- Theatrical release poster
- Directed by: Felix E. Feist (as Felix Feist)
- Screenplay by: Allen March
- Story by: Allen March
- Produced by: Sam Katzman
- Starring: Paul Henreid Patricia Medina
- Cinematography: Henry Freulich
- Edited by: Edwin H. Bryant
- Color process: Technicolor
- Production company: Sam Katzman Productions
- Distributed by: Columbia Pictures
- Release date: February 10, 1955;
- Running time: 71 minutes
- Country: United States
- Language: English

= Pirates of Tripoli =

1955 film by Felix E. Feist

Pirates of Tripoli is a 1955 American adventure film directed by Felix E. Feist and starring Paul Henreid and Patricia Medina.

==Plot==
Princess Karjan promises pirate captain Edri-Al-Gardian a fabulous reward if he helps her regain her lost kingdom of Misurata from Malek.
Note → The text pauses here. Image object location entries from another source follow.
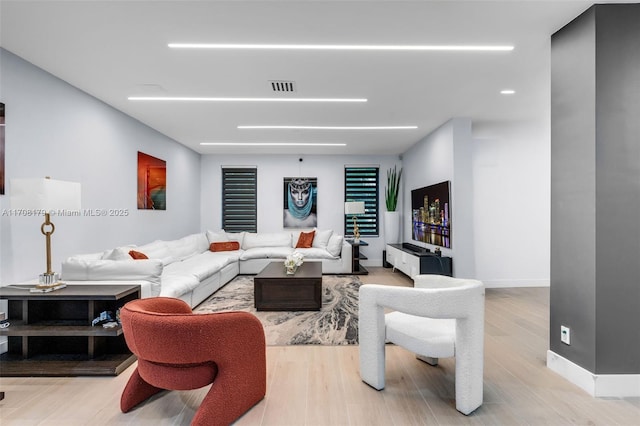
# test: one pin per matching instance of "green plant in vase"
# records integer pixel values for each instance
(393, 188)
(391, 216)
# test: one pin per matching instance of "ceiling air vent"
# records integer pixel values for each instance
(283, 86)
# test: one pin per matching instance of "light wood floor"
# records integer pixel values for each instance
(320, 385)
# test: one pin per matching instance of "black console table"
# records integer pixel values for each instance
(414, 260)
(51, 333)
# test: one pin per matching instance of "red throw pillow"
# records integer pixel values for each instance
(137, 255)
(225, 246)
(306, 239)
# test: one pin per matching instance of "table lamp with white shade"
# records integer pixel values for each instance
(43, 196)
(354, 208)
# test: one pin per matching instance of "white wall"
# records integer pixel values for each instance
(512, 192)
(54, 129)
(443, 155)
(500, 179)
(272, 169)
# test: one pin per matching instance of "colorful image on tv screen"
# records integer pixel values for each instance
(431, 215)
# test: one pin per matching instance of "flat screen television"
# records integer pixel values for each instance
(431, 214)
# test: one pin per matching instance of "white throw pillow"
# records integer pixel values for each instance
(74, 269)
(315, 253)
(334, 246)
(278, 239)
(236, 236)
(119, 253)
(266, 253)
(217, 236)
(188, 246)
(321, 238)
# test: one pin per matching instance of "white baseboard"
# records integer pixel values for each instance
(597, 385)
(515, 283)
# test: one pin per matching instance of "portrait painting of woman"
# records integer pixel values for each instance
(300, 202)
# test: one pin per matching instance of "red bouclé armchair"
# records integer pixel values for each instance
(179, 350)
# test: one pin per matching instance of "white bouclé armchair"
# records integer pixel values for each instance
(440, 317)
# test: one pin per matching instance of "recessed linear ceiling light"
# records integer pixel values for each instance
(270, 144)
(204, 99)
(332, 127)
(454, 47)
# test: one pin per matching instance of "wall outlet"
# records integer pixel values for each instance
(565, 334)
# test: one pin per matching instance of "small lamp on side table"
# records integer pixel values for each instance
(43, 196)
(354, 208)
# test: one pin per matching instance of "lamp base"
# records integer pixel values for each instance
(49, 280)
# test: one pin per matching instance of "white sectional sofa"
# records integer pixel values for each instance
(188, 269)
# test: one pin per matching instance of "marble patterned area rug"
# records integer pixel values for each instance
(335, 324)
When the latter destroys Gardian's armada, Karjan and Gardian enter Misurata in disguise in order to get Karjan's hidden jewels to buy new ships.

==Cast==
- Paul Henreid as Edri-Al-Gadrean
- Patricia Medina as Princess Karjan
- Paul Newlan as Hammid Khassen
- John Miljan as Malek
- Mark Hanna as Ben Ali
- Jean Del Val as Abu Tala
- Lilian Bond as Sono
- Mel Welles as Gen. Tomedi
- Louis Mercier as The Cat (as Louis G. Mercier)
- Karl Davis as Assassin
- Maralou Gray as Rhea

==Production==
It was the second swashbuckler Henreid made for Katzman, after Last of the Buccaneers.